Die Missachtung von Vorfahrtsregeln führt – gerade auch auf Parkplätzen – nicht immer zu einer alleinigen Haftung im Falle eines Unfalls.

 

Dies zeigt ein Urteil des AG München vom 23.06.2016, wonach beide Unfallbeteiligte zu einer anteiligen Haftung in Höhe von jeweils 50 % verurteilt wurden, obwohl nur ein Unfallbeteiligter die Vorfahrtsregeln missachtet hatte.

 

Dem Urteil zugrunde lag ein Sachverhalt, bei dem zwei PKWs beim Ausfahren aus dem Parkhaus miteinander kollidierten. Der Beklagte fuhr mit seinem Pkw geradeaus auf einer größeren Straße, die sich über die gesamte Etage des Parkhauses erstreckt und von der rechts und links Querstraßen abzweigen, die zu den einzelnen Parkplätzen führen. Aus einer dieser Querstraßen kam – aus der Sicht des Beklagten von rechts – die Klägerin herausgefahren, als die beiden Fahrzeuge dann auf der Kreuzung kollidierten.

 

Man möchte meinen, dass der Beklagte die alleinige Schuld an dem Unfall trägt und damit vollumfänglich für die Schäden einzustehen hat, da er die Vorfahrtsregel „Rechts vor Links“ missachtete.

 

Das dem nicht so ist, unterstreicht das Urteil des AG München.
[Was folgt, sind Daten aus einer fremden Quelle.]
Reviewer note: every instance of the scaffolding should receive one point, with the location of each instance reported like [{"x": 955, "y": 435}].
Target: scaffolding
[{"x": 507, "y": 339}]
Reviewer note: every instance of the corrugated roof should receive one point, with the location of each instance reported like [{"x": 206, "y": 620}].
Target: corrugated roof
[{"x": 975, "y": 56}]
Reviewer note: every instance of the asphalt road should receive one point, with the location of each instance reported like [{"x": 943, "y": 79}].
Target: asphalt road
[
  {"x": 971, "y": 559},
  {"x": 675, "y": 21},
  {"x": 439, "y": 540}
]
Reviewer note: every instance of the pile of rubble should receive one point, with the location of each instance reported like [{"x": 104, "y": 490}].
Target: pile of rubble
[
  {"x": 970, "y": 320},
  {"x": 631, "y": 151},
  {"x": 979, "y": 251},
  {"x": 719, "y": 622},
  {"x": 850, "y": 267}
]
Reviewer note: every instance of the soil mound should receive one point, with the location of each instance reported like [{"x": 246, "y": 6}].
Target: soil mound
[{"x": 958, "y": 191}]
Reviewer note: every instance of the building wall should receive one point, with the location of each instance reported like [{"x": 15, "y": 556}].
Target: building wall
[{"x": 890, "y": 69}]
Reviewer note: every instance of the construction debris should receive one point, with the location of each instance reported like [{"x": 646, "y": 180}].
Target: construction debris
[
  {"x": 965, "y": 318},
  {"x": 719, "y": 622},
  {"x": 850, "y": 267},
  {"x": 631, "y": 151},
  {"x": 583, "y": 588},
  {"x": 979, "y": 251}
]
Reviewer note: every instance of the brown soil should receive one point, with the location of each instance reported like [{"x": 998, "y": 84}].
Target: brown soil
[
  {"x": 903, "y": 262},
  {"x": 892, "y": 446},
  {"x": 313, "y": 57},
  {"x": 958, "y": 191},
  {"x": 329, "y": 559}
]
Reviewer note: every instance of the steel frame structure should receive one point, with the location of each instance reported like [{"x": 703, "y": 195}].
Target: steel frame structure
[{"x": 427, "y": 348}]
Zwar sei auch bei kleineren Querstraßen in Parkhäusern durchaus ein sog. Straßencharakter anzunehmen, wenn die baulichen Verhältnisse dieser Straßen dies vermuten lassen, vor allem dann, wenn diese Querstraßen von einer gewissen Breite und asphaltiert sind und durch Markierungen von den Parkbuchten abgetrennt sind. Dann findet auch dort die Vorfahrtsregel des § 8 Abs. 1 StVO Anwendung.

 

Das Gericht nahm dennoch eine hälftige Haftung beider Unfallverursacher an, da man gerade auch in einem Parkhaus kein blindes Vertrauen auf das Vorfahrtsrecht an den Tag legen könne. Vielmehr müsse jeder Nutzer eines Parkhauses stets mit ein- und ausparkenden Fahrzeugen rechnen und eine besondere Rücksichtnahmepflicht beachten. Gerade auf einer größeren Straße durch das Parkhaus, die von allen Fahrern genutzt werden muss, um zur Ausfahrt zu gelangen, muss ständig mit Begegnungsverkehr gerechnet werden.

 

Das Urteil des AG München macht deutlich, dass gerade auch in Parkhäusern besondere Rücksichtnahme geboten ist und sich kein Verkehrsteilnehmer leichtfertig auf sein Vorfahrtsrecht verlassen sollte.